February 15, 2024 | by magnews24.com

As the need to create more sustainable communities continues to move up the placemaking agenda there is an ever growing desire on the part of both landowners and housebuilders to create ‘legacy developments’ – adhering to principles of high quality design and construction that will benefit future generations.

The idea of legacy is, of course, nothing new. But the concept has evolved in recent years so that landowners can exert a degree of control in the design, construction and management of projects, creating a positive lasting impact in their communities while also delivering the required financial, social and environmental returns.

Community benefit

A current example is Alconbury Weald in Huntingdonshire – a 1425 acre site led by master developer Urban&Civic that will eventually see the construction of 6500 new homes by a number of different housebuilders ranging from national developers to SMEs. It will also include a health centre, three primary schools, a secondary school, an enterprise zone, community facilities and around 290,000 sq m of employment space.

Urban&Civic set the tone for the development from the outset, investing significantly in placemaking, infrastructure and landscaping – both in advance of wider home and employment delivery to ensure the design and quality of the scheme was established from inception and as the community takes shape over the next 20 years.

Collaborative working 

Successful legacy projects rely on an effective working relationship between master developer and housebuilder and/or landowner and developer. Very often this will take the form of a Build Licence agreement.
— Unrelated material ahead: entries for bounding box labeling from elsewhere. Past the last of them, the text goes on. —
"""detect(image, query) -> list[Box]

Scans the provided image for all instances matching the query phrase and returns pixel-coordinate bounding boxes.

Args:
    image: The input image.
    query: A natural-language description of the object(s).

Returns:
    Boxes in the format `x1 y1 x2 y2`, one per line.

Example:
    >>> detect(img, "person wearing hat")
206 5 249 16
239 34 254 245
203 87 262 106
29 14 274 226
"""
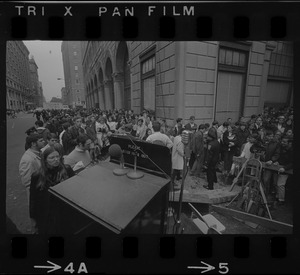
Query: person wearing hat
19 134 45 203
184 116 198 133
29 147 74 234
124 123 135 138
236 121 250 155
146 121 173 149
19 134 45 232
276 116 286 134
203 127 220 190
174 117 184 137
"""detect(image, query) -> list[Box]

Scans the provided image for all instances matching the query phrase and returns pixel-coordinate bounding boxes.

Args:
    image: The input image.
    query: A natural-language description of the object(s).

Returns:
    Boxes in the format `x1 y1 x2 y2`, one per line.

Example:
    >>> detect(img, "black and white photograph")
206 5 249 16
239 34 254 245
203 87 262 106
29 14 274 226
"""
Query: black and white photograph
6 40 296 236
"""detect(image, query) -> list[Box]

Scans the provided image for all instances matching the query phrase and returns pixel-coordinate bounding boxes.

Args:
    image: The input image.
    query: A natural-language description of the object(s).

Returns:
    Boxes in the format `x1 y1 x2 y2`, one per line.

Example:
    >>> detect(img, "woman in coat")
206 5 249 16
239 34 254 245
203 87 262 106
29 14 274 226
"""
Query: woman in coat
171 129 184 189
29 147 74 234
223 126 238 175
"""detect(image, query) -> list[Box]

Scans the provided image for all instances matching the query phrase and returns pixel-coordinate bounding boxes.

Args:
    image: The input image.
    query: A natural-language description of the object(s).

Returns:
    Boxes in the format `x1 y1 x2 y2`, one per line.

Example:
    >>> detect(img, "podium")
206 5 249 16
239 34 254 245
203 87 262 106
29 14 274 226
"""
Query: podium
49 162 169 235
109 135 172 177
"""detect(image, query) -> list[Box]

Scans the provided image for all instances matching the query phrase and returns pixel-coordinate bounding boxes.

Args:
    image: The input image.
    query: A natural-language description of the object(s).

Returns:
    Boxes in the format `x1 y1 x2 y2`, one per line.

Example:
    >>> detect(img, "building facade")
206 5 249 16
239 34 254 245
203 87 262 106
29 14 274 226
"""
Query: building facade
61 87 68 105
81 41 293 123
6 41 34 110
29 56 43 107
39 81 44 106
61 41 86 108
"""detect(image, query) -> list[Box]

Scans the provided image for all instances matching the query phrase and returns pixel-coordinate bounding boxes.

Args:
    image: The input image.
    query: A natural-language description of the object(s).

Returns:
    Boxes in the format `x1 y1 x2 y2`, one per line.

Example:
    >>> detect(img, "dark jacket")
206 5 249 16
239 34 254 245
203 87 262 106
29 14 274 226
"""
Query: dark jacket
29 165 74 234
36 127 50 142
236 128 250 148
205 139 220 166
277 146 293 170
45 123 57 135
263 141 280 162
184 123 198 132
69 125 84 140
61 130 77 155
191 131 204 157
222 131 238 154
85 124 97 142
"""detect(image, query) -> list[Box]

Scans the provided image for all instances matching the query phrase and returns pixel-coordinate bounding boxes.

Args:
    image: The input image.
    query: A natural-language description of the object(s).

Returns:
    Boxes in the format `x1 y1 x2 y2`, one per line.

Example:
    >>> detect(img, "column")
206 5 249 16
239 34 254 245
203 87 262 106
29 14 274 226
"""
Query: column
258 42 275 113
174 41 189 119
94 87 100 108
112 72 124 109
98 83 105 110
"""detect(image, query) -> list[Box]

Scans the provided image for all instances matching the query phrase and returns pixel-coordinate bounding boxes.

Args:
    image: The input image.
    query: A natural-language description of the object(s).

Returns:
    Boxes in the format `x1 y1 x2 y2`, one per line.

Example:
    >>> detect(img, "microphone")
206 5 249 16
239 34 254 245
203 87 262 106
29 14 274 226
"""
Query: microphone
127 139 144 180
127 135 170 180
108 144 129 176
181 130 192 159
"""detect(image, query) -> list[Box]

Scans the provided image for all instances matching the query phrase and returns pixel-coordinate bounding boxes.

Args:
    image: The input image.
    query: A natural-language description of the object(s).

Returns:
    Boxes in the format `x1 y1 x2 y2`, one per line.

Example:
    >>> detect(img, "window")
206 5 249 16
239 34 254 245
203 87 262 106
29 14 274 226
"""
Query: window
269 41 293 79
141 50 155 110
219 48 246 68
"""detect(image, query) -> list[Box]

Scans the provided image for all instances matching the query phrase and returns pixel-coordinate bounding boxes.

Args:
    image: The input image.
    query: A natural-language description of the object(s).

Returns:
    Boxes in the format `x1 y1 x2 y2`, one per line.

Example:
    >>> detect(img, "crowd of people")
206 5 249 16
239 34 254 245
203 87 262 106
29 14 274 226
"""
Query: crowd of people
19 107 293 233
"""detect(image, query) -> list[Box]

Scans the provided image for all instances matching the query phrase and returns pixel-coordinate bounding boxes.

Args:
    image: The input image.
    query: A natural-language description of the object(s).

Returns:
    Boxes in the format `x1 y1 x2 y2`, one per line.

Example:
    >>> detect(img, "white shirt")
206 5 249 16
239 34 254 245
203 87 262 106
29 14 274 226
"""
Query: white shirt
241 142 253 160
146 132 173 148
59 130 66 145
41 144 50 153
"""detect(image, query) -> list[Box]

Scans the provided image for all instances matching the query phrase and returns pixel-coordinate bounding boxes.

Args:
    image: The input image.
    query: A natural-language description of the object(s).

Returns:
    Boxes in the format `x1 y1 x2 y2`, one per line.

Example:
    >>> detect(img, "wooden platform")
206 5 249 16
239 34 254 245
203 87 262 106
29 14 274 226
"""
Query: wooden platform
169 186 240 204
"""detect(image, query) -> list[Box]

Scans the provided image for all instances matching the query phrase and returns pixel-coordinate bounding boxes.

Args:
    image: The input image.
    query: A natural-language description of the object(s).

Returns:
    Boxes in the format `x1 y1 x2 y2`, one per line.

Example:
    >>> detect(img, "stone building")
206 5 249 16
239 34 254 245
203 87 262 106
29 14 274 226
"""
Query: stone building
39 81 44 106
61 87 68 105
81 41 293 123
29 56 43 107
6 41 34 110
61 41 85 108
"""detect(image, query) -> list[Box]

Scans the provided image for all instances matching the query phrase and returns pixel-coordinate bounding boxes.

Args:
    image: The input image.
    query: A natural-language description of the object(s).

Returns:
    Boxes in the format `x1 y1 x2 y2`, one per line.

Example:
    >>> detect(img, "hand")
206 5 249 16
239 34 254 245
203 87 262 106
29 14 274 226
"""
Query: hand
278 167 285 173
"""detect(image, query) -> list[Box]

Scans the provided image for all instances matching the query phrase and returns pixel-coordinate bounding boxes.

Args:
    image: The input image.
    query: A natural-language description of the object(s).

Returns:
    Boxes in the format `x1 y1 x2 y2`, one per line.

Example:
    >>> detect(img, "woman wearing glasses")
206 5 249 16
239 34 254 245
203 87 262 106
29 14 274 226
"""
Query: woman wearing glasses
29 147 74 234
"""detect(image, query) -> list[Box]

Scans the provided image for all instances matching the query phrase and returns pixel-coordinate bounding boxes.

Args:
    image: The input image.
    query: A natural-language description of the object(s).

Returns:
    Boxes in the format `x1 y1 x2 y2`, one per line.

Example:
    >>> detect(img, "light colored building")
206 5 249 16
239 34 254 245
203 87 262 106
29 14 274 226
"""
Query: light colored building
61 87 68 105
61 41 85 108
43 102 64 110
29 56 43 107
6 41 33 110
81 41 293 123
39 81 44 106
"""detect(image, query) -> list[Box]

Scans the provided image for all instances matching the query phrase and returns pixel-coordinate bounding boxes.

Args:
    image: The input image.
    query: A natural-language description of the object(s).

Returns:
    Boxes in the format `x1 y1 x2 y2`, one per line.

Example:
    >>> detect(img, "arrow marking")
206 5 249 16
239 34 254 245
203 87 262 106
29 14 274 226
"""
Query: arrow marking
34 261 61 273
187 261 215 273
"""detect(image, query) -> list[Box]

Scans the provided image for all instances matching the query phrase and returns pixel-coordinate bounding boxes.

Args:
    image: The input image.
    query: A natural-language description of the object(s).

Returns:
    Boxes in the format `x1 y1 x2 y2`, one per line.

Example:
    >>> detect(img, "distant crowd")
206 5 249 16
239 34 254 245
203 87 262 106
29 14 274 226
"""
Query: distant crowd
19 107 294 233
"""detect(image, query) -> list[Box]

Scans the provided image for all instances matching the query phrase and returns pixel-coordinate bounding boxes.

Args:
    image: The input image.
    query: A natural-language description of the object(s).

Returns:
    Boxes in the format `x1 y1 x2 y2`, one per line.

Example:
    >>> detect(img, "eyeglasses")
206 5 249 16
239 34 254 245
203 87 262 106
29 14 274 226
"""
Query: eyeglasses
48 156 60 160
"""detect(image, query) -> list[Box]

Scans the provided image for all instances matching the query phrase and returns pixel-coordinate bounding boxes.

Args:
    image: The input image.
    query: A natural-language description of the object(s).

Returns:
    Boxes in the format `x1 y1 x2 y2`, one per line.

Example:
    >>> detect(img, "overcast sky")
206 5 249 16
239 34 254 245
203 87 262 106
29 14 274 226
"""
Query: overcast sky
23 40 65 101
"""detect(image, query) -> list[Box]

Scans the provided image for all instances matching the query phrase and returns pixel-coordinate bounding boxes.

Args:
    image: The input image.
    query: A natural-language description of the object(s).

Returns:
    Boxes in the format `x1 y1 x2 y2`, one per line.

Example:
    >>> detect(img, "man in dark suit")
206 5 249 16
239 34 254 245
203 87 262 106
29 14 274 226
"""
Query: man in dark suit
203 127 220 190
174 117 184 137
Central to the agreement will be the ‘rights of approval’ to ensure the development evolves in a way that is true to the landowner’s original concept.

Each agreement will vary depending on the landowner’s main objectives, but typically it can include: design approval (via an architect) which the master developer will base around the requirements of an established design code to influence site layout, character and build materials; any sustainability considerations to minimise impact on the surrounding environment; and a say on estate regulations and community codes to ensure standards are maintained during the development’s future management.
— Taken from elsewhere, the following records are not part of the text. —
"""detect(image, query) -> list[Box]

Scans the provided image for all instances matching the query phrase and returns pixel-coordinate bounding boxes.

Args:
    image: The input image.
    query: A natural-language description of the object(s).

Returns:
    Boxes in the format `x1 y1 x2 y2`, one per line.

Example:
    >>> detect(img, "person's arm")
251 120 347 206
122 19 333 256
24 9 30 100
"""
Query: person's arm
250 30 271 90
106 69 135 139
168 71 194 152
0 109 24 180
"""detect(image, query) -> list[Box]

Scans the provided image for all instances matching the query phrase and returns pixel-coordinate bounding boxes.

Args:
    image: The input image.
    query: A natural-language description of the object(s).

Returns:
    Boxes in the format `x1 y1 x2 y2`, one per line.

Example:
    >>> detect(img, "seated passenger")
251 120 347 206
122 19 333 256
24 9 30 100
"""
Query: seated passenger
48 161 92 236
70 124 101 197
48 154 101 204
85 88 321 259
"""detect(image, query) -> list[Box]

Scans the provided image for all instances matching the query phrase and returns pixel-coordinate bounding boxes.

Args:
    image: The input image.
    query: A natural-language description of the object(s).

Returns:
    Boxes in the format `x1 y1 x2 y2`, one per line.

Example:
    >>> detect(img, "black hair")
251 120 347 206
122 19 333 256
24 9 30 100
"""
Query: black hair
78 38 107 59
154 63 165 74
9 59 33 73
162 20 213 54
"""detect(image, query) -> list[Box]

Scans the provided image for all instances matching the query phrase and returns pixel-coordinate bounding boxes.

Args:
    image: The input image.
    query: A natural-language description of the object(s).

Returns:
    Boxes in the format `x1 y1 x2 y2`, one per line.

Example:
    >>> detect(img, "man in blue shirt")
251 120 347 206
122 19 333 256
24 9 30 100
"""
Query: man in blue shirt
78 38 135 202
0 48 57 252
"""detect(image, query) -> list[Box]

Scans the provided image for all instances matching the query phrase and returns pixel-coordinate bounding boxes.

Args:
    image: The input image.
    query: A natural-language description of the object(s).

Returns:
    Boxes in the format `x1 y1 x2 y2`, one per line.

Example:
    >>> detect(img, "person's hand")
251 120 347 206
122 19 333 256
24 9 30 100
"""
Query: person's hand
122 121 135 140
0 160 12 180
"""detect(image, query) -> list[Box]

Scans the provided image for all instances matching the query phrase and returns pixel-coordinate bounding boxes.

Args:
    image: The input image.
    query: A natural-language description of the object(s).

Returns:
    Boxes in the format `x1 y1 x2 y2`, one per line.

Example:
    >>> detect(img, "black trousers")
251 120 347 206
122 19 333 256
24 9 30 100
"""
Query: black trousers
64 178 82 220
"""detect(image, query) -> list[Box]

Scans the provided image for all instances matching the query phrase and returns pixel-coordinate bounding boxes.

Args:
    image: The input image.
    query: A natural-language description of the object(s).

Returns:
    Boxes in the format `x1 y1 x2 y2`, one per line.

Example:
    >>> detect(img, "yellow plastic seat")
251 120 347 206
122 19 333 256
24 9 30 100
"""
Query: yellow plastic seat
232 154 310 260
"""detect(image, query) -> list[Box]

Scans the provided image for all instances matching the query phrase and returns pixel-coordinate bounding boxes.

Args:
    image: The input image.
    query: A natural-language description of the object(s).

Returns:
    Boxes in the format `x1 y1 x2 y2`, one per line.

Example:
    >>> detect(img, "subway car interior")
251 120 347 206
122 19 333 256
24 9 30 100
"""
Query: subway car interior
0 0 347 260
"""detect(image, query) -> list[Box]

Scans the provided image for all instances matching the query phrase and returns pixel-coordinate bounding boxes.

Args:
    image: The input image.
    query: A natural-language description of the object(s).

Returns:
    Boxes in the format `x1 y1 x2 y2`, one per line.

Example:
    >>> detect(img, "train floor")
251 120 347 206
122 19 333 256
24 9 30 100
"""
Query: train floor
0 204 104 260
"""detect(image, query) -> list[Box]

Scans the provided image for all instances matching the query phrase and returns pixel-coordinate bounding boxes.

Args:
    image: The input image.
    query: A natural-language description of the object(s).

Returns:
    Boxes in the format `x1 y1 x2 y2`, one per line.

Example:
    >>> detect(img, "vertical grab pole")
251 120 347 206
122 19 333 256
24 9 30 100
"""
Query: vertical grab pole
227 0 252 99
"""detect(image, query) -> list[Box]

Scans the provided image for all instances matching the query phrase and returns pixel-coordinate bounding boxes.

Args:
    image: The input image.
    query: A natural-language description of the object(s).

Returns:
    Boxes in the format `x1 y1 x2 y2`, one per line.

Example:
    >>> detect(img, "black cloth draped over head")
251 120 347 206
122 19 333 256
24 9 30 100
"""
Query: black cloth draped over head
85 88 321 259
In addition, the agreement will also outline how the landowner will receive their proceeds of sale. Typically this will be in the form of a guaranteed payment every year until all the homes are built and sold.

When structured appropriately, legacy developments should benefit landowner, developer and – most importantly – the local community. A robust agreement is essential to ensure all parties work together to create long-term alignment and make the original vision a reality.